C1Maintains a high level of grammatical correctness throughout; Errors are rare, hardly noticeable and are usually corrected themselves.
B +
B2Shows a fairly good command of grammar. Do not make mistakes that lead to misunderstandings and can correct most of your own mistakes.
B1 +
B1Relatively correctly uses a repertoire of common structures and formulas related to more predictable situations.
A2 +
A2Uses some simple structures correctly, but still makes elementary mistakes systematically.
A1Shows limited mastery of a few simple grammatical structures and sentence patterns in a memorized repertoire.

C2Can express himself spontaneously and with a natural flow of language in lengthy speeches and in doing so circumvent difficulties so smoothly or start anew that the conversation partner hardly notices.
C1Can express himself fluently and spontaneously with almost no effort; only conceptually difficult topics can impair the natural flow of language.
B +
B2Can speak at a fairly steady pace. Even if he / she may hesitate to look for structures or words, there are hardly any noticeably long pauses.
B1 +
B1Can express himself / herself understandably without hesitation, although he / she takes clear breaks to plan or correct utterances grammatically and in the choice of words, especially if he / she speaks freely for longer.
A2 +
A2Can make himself understood in very short speeches, although he / she often stops and has to start over or reformulate.
A1Can use very short, isolated, largely prefabricated utterances; needs a lot of pauses to look for expressions, articulate less familiar words or to solve communication problems.

C2Can communicate easily and skillfully, whereby he / she also registers and uses means of intonation and non-linguistic means with ease. Can weave his / her own speech into the conversation by naturally speaking, referring to something, making allusions, etc.
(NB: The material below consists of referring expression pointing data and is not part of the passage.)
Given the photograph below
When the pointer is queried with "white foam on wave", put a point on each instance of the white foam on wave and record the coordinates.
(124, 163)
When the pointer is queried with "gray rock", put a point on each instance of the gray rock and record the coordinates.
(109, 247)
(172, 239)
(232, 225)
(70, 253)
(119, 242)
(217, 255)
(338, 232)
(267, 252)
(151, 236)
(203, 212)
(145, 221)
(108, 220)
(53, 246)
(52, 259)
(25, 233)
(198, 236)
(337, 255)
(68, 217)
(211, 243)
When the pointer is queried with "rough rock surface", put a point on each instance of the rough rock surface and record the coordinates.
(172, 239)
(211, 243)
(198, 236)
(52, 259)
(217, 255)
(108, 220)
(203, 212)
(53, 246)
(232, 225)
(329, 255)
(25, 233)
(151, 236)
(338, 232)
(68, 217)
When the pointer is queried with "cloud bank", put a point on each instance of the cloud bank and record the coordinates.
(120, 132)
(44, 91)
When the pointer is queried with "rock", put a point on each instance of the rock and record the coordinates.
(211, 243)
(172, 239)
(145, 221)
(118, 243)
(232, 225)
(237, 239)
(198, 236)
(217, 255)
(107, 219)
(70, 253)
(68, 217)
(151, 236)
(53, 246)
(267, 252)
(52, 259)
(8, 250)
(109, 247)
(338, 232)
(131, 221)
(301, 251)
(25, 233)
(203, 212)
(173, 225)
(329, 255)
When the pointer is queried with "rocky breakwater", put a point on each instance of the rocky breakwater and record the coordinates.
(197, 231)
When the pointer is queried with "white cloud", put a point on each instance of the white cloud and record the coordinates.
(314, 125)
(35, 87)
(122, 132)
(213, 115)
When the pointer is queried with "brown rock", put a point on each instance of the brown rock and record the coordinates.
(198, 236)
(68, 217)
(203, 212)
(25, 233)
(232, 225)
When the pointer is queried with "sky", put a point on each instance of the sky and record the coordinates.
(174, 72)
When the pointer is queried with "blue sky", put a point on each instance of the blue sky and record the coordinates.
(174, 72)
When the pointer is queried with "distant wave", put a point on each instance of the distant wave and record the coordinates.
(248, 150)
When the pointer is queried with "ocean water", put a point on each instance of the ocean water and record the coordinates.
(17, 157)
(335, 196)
C1Can choose a suitable phrase from a readily available repertoire of means of discourse in order to introduce his / her statement appropriately when he / she wants to speak or keep the word, or to skillfully combine his / her contributions with those of other people.
B +
B2Can start conversations, take the role of speaking when appropriate, and end the conversation when he / she wants, although this may not always turn out gracefully. Can contribute to the progress of the conversation in a familiar area by confirming understanding, asking others to speak, etc.
B1 +
B1Can start, keep going and end a simple face-to-face conversation on topics that are familiar or of personal interest. Can repeat parts of what someone said to ensure mutual understanding.
A2 +
A2Can ask and answer questions and respond to simple statements. Can indicate when he / she is understanding, but barely understands enough to keep the conversation going.
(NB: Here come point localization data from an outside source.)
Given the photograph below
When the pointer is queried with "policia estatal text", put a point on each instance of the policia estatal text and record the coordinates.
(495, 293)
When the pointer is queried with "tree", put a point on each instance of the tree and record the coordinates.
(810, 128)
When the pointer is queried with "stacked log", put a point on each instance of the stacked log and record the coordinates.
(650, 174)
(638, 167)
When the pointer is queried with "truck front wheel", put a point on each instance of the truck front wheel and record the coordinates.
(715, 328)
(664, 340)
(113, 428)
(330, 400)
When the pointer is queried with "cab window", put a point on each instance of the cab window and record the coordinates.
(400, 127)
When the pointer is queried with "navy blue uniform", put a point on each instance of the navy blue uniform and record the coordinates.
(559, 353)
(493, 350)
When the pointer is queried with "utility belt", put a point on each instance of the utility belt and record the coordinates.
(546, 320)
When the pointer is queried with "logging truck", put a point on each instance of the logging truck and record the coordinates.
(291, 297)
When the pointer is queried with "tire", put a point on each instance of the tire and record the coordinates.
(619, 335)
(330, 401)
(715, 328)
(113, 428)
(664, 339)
A1Can ask questions about the person and give answers to relevant questions. Can communicate easily, but communication depends entirely on repeating, rephrasing, or correcting something more slowly.

C2Can make coherent, coherent speeches; appropriately uses different means of structuring as well as a wide range of linking means.
C1Can speak clearly, very fluently and in a well-structured manner and shows that he / she has mastered the means of structuring and linking.
B +
B2Can use a limited number of linking means to link his / her utterances into a clear, coherent contribution; longer posts may be a little erratic.
B1 +
B1Can combine a series of short, simple individual elements into a coherent linear expression.
A2 +
A2Can link groups of words using simple connectors such as 'and', 'but' and 'because'.
A1Can link words or phrases using simple connectors such as 'and' or 'then'.